The Federal Deposit Insurance Corporation, The United States government corporation that insures depositors in commercial and savings banks issued a letter to financial institutions on Thursday.. The letter requests institutions supervised by the agency to notify the appropriate regional director of their activities with cryptocurrency-related assets or their intentions to engage in cryptocurrency-related activities.
According to the letter, “It is difficult for institutions, as well as the FDIC, to properly assess the safety and soundness, financial stability, and consumer protection implications without considering each cryptocurrency-related activity individually.”
Consequently, the FDIC wants to receive all the information necessary to “engage with the institution regarding related risks” arising from your current or anticipated activity related to cryptocurrencies and “provide relevant supervisory information to the FDIC-supervised institution, as appropriate, in a timely manner.” Institutions are encouraged to contact state regulators simultaneously.
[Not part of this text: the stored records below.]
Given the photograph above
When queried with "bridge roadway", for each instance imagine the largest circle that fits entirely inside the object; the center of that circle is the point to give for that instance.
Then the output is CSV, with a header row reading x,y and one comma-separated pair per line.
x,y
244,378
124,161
The note advises that institutions “They must be able to demonstrate their ability to carry out cryptocurrency-related activities in a safe and sound manner.” Descriptions of the risk considerations facing institutions, broken down into categories of safety and soundness, financial stability, and consumer protection, make up the bulk of the letter.
The FDIC partnered with the Office of the Comptroller of the Currency on a “policy sprint” focused on crypto assets last year, and in November, released a statement on its results, where the agencies outlined a “plan to provide greater clarity on whether certain crypto-asset-related activities carried out by banking organizations are legally permissible, and expectations for safety and soundness, consumer protection, and compliance with laws and regulations existing”.
In February, the New Jersey representative Josh Gottheimer published a draft of his Stablecoin Protection and Innovation Act of 2022. If passed, the legislation would designate stablecoins issued by insured depository institutions or certain non-bank issuers as “qualified” and would require the FDIC to establish a Qualified Stablecoin Insurance Fund.
United States President Joe Biden’s Executive Order to ensure the responsible development of digital assets listed the FDIC Chairman among the officials who are “encouraged to consider the extent to which investor protection measures and market within their respective jurisdictions may be used to address digital asset risks and whether additional measures may be necessary.”